The starting sam file (unsorted.sam) is:
@SQ SN:chr3 LN:198022430
@SQ SN:chr15 LN:102531392
@SQ SN:chr1 LN:249250621
SOLEXA-1GA-2_2_FC20EMB:5:19:384:574 0 chr1 540627 25 36M * 0 0 AAGGGGCGGCCTGTGGCGTTTTCCTGTAAAGTTGGG hhThhhVa\XOh_JVFDLLQZGCEDFE?B?DGAA>C NM:i:0 X0:i:1 MD:Z:36
SOLEXA-1GA-2_2_FC20EMB:5:3:835:634 0 chr1 159002 25 36M * 0 0 ACACAAACACACAAACACACACACACACAACCCCAA ^ThgYWLRQNNWNHLQGMDIHIFLFKGI?DHAEDA@ NM:i:1 X1:i:1 MD:Z:13A15A6
SOLEXA-1GA-2_2_FC20EMB:5:123:425:446 0 chr15 22809005 25 36M * 0 0 GTGCAGTCCACCAGCAAGGGAGCTGTGACGAGAGTA ]K\HLJGGFLGEIEB?FIBFEIDCC@>EA>@??>=? NM:i:1 X1:i:1 MD:Z:28C3A2A0
SOLEXA-1GA-2_2_FC20EMB:5:241:482:157 0 chr15 22691475 25 36M * 0 0 TCAGTGATAGAGCAAGAAAACAAAATGGGTTTCCTG hhhhhhhhhhbhafWeXW]TOLTHUTVTWHWUK@MC NM:i:0 X0:i:1 MD:Z:36
SOLEXA-1GA-2_2_FC20EMB:5:118:97:121 0 chr3 870368 25 36M * 0 0 TAGCATAGAGTGGTATAACACATTTAAGTATGAAAG hhhhhhhhhhhhhhhhchhhhOhhhYZhcc[TJWCS NM:i:1 X1:i:1 MD:Z:0T35
SOLEXA-1GA-2_2_FC20EMB:5:44:973:514 0 chr3 682558 25 36M * 0 0 CACACACATACACATACATACACACCAACCAACACA hhghhhhhhh]h`ehh\YdXd`haVQKPKJHMEGFF NM:i:1 X1:i:1 MD:Z:20C4C3C6
Note that the header is in the order chr3, chr15, chr1, the reads are in the order chr1, chr15, chr3, and the reads are not positionally sorted.
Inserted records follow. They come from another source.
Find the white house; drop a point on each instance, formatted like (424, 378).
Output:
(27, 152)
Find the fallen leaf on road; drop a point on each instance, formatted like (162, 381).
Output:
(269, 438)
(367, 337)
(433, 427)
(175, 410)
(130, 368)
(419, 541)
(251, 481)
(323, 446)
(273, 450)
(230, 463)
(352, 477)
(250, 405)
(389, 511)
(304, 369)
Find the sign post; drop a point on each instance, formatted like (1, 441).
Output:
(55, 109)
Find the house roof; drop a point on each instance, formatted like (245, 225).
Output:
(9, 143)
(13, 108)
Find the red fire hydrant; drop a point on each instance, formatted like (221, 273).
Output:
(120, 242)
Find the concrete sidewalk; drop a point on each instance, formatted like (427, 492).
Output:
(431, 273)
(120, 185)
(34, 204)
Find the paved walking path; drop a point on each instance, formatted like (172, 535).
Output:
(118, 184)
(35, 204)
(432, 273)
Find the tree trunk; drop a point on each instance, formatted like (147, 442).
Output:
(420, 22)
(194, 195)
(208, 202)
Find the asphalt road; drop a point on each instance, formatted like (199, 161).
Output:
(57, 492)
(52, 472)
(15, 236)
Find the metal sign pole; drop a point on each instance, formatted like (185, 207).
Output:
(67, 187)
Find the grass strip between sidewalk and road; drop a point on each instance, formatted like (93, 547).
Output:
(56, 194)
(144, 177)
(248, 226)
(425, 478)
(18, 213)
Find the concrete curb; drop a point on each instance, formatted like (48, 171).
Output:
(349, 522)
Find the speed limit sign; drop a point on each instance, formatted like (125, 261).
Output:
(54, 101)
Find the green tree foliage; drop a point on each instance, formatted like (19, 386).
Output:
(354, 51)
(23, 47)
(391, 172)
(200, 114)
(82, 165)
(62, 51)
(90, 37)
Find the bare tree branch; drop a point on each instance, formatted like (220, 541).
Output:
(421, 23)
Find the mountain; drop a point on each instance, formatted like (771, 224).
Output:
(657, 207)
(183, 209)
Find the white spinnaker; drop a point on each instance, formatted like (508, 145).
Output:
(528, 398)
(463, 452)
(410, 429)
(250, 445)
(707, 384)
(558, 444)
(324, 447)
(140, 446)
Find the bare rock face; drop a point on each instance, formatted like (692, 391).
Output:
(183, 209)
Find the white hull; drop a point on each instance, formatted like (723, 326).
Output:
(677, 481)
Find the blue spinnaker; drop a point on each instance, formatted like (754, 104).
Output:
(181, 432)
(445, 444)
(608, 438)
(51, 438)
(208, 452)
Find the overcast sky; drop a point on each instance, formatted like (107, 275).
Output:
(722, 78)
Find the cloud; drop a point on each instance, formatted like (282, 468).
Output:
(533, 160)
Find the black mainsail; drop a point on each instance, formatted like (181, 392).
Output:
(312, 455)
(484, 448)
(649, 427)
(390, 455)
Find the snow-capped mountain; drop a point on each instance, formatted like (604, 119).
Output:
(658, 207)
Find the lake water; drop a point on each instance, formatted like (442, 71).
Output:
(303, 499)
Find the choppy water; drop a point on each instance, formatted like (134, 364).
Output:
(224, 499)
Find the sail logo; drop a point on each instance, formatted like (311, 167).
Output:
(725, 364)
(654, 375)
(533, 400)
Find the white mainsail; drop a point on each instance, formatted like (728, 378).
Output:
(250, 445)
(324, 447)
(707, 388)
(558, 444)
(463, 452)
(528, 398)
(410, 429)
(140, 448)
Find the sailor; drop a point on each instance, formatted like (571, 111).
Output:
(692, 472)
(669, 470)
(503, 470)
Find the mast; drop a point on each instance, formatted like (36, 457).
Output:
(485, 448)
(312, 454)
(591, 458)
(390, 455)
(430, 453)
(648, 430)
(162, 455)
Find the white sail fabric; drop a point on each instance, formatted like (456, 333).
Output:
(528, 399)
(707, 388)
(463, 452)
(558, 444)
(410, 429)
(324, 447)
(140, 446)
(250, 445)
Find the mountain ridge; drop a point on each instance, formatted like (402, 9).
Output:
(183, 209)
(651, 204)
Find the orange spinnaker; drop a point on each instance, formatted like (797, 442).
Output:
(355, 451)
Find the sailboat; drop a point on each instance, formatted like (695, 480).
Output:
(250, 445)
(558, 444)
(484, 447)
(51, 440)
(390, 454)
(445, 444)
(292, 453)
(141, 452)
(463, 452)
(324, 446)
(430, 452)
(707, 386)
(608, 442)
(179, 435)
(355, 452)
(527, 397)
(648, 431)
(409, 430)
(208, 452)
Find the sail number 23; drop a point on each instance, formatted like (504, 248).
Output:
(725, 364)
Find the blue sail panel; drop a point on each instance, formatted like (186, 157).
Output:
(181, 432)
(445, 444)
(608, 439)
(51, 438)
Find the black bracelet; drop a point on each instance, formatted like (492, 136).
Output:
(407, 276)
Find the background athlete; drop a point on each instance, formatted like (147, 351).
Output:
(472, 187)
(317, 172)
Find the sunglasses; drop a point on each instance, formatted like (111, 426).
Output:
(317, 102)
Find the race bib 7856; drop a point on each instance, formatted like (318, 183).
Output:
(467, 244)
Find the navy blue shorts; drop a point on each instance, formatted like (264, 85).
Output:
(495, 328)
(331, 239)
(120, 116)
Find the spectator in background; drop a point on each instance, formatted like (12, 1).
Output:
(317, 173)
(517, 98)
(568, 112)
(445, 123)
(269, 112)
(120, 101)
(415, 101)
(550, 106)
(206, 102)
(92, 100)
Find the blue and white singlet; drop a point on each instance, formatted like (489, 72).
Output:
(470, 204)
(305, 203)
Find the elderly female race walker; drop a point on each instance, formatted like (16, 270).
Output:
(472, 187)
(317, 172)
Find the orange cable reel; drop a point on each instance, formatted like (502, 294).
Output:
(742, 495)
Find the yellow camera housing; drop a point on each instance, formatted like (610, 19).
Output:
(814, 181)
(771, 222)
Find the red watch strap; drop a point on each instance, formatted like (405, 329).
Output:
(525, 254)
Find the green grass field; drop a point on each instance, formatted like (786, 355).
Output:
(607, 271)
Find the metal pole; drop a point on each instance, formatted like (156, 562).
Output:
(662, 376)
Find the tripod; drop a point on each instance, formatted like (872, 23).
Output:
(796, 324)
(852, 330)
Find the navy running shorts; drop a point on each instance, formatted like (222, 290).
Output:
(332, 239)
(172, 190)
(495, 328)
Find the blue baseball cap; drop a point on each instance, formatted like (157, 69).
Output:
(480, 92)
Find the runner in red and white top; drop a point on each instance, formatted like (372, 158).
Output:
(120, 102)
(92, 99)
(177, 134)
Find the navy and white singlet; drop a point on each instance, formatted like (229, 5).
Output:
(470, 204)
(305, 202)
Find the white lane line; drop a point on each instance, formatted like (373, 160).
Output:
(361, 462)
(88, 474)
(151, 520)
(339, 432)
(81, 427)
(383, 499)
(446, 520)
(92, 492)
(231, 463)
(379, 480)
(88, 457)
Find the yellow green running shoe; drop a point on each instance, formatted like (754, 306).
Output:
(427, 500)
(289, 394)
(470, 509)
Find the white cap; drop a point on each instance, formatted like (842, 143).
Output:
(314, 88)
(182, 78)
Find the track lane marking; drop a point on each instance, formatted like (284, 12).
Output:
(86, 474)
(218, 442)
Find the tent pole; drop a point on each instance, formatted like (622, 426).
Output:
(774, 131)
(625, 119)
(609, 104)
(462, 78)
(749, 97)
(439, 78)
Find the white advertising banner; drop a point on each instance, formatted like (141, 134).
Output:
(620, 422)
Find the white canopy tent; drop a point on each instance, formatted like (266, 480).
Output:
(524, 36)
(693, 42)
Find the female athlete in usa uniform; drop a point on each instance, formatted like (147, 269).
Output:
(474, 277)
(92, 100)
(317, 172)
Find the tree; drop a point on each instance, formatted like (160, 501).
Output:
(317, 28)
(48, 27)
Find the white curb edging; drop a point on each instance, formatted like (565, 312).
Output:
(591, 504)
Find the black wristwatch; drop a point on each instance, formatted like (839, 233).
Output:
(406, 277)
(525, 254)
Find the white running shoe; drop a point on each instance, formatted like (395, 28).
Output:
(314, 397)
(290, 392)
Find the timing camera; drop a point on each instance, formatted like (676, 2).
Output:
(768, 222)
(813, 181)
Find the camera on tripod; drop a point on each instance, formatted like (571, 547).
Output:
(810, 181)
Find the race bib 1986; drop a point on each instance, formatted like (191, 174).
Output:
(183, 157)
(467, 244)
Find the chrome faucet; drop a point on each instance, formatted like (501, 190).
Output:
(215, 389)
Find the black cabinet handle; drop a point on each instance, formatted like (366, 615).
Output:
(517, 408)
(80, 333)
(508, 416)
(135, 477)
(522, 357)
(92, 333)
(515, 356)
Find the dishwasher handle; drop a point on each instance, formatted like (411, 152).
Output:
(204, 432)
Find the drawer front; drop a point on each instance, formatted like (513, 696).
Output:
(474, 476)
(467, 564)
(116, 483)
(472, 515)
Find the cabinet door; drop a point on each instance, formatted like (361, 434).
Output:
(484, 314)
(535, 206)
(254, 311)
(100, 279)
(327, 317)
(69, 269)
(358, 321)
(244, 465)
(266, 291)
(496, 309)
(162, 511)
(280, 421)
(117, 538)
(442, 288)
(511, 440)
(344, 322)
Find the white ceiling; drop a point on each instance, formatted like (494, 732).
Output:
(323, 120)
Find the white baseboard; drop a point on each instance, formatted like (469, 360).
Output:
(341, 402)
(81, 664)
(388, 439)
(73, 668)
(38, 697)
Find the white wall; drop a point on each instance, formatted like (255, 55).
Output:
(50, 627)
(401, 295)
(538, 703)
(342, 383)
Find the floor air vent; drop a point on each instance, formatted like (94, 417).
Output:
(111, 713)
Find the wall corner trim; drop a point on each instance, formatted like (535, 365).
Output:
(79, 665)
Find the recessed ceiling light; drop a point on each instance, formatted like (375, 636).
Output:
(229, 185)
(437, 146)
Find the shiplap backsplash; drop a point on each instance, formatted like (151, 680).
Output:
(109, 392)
I ran the following commands (samtools version 1.9):
samtools view -bh unsorted.sam > unsorted.bam
samtools sort
samtools sort -o sorted.bam unsorted.bam
samtools index sorted.bam
samtools view -h sorted.bam > sorted.sam
The output sam file (sorted.sam) is:
@HD VN:1.6 SO:coordinate
@SQ SN:chr3 LN:198022430
@SQ SN:chr15 LN:102531392
@SQ SN:chr1 LN:249250621
SOLEXA-1GA-2_2_FC20EMB:5:44:973:514 0 chr3 682558 25 36M * 0 0 CACACACATACACATACATACACACCAACCAACACA hhghhhhhhh]h`ehh\YdXd`haVQKPKJHMEGFF NM:i:1 X1:i:1 MD:Z:20C4C3C6
SOLEXA-1GA-2_2_FC20EMB:5:118:97:121 0 chr3 870368 25 36M * 0 0 TAGCATAGAGTGGTATAACACATTTAAGTATGAAAG hhhhhhhhhhhhhhhhchhhhOhhhYZhcc[TJWCS NM:i:1 X1:i:1 MD:Z:0T35
SOLEXA-1GA-2_2_FC20EMB:5:241:482:157 0 chr15 22691475 25 36M * 0 0 TCAGTGATAGAGCAAGAAAACAAAATGGGTTTCCTG hhhhhhhhhhbhafWeXW]TOLTHUTVTWHWUK@MC NM:i:0 X0:i:1 MD:Z:36
SOLEXA-1GA-2_2_FC20EMB:5:123:425:446 0 chr15 22809005 25 36M * 0 0 GTGCAGTCCACCAGCAAGGGAGCTGTGACGAGAGTA ]K\HLJGGFLGEIEB?FIBFEIDCC@>EA>@??>=? NM:i:1 X1:i:1 MD:Z:28C3A2A0
SOLEXA-1GA-2_2_FC20EMB:5:3:835:634 0 chr1 159002 25 36M * 0 0 ACACAAACACACAAACACACACACACACAACCCCAA ^ThgYWLRQNNWNHLQGMDIHIFLFKGI?DHAEDA@ NM:i:1 X1:i:1 MD:Z:13A15A6
SOLEXA-1GA-2_2_FC20EMB:5:19:384:574 0 chr1 540627 25 36M * 0 0 AAGGGGCGGCCTGTGGCGTTTTCCTGTAAAGTTGGG hhThhhVa\XOh_JVFDLLQZGCEDFE?B?DGAA>C NM:i:0 X0:i:1 MD:Z:36
Note that the header remains in the order chr3, chr15, chr1, after sorting the reads appear in the order chr3, chr15, chr1 and are positionally sorted.
This provides further evidence that there is no default sort order for the chromosomes when using samtools. The header determines the chromosome order.